Case of the Week 297

A patient was noted to have rapidly increasing serum creatinine 4 months after receiving a renal allograft. A renal biopsy was performed, which revealed small oval/elongate objects within the renale tubules.  (CLICK ON IMAGES TO ENLARGE).  A variety of stains and additional studies were performed:
H&E, 200x
 H&E, 400x
 H&E, 1000x (note how tiny the structures inside the renal tubule cells are)
 The structures were partially acid fast (Ziehl Neelsen, 1000x)
 A Ryan's trichrome performed on tissue nicely highlighted the objects (1000x)
 A urine specimen stained with Ryan's trichrome also showed these structures.
By electron microscopy, the objects were seen within vacuoles in the renal tubular cells.
 Higher magnification by EM:


Dr. Louis Weiss, Albert Einstein College of Medicine said...

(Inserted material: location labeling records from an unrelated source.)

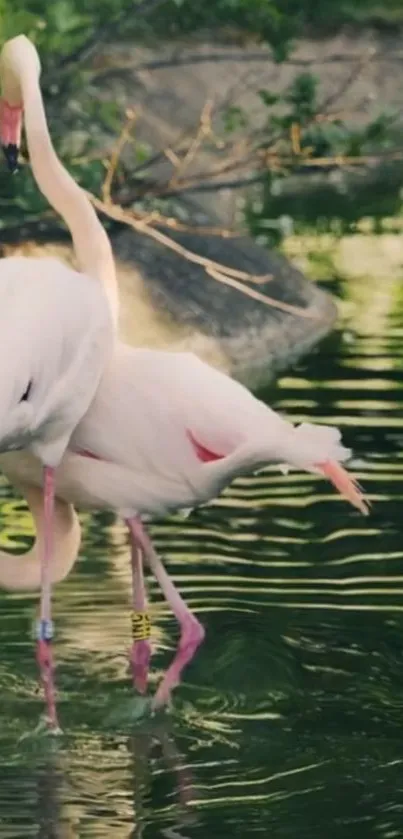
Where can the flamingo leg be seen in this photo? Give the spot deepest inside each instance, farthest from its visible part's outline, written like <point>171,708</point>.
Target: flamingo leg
<point>44,634</point>
<point>192,632</point>
<point>140,652</point>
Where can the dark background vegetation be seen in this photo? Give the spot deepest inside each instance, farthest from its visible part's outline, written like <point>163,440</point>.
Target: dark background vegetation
<point>69,32</point>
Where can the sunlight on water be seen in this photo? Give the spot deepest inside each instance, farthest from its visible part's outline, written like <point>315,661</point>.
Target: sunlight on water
<point>289,720</point>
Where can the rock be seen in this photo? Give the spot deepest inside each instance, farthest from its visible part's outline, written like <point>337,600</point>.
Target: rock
<point>171,303</point>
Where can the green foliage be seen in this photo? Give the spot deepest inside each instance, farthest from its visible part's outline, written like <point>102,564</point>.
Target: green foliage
<point>61,27</point>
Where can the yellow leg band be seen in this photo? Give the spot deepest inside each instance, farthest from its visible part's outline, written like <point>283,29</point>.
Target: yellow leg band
<point>141,626</point>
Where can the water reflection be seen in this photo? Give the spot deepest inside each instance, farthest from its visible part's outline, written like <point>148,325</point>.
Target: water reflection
<point>289,721</point>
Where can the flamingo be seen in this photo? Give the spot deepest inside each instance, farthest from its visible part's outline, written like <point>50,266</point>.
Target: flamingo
<point>165,431</point>
<point>57,325</point>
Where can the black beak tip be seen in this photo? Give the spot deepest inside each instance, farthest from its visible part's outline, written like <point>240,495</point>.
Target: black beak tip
<point>11,154</point>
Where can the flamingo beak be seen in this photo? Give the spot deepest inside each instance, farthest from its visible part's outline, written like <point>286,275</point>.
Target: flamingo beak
<point>10,133</point>
<point>346,485</point>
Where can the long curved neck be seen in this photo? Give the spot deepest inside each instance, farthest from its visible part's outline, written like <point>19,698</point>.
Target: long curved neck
<point>23,572</point>
<point>91,243</point>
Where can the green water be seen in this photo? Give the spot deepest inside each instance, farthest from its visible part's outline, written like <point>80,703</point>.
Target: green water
<point>290,720</point>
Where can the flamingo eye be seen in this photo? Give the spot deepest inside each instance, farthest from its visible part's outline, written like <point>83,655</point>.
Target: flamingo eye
<point>27,391</point>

Microsporidiosis. Most likely Encephalitozoon cuniculi (although other Encephalitozoon sp. will look like this on EM as well).

Tomáš Macháček said...

Considering the TEM photo, it's definitely microsporidiosis.

BTW: „In the present case, the patient developed persistent fever (38.5°C) 5 months after transplantation and renal dysfunction with serum creatinine of 1.2 mg/dL increasing to 4.7 mg/dL...“ -

mona said...


Anonymous said...

Thanks for the answers, this will be our educational case as we do not perform the acid fast stain for microsporidia in our lab.

Florida Fan

Anonymous said...

I agree with Microsporidium. However the use of Ryan's blue modified Trichrome stain is not specific for the detection of microsporidia spores since other organisms such as yeast can be stained with the same color. In addition, the location of the infection is very rare.


Anonymous said...

Gram stain has worked pretty well in tissue for the larger microsporidia like this one in the small bowel in the poorly treated HIV crowd; does not seem to stain the smaller varieties with the fewer number of spiral structures.

Anonymous said...

I concur, Microsporidia. The TEM did it for me too...Lee

Anonymous said...

so can you diagnose Microspordiosis with an acid fast stain ?
Can someone post how the chemicals are made and how the procedure is done please.

Thanks in advance,


Bobbi Pritt said...

Hans, microsporidia may be focally positive with an acid fast stain. I've only seen 2 cases in tissue where we tried this and both were positive using the Ziehl-Neelsen stain (standard histology preparation). I'm not sure if an acid fast stain used in microbiology (e.g. Kinyoun) would work on other specimens such as stool and urine. Has anyone else tried this? Note that only some of the spores stains (a minority of those present). The Ryan's Trichrome Blue stain did much better in highlighting the spores. We usually don't do this on tissue sections, but tried it in this case after deparaffinizing in xylene and it turned out pretty well!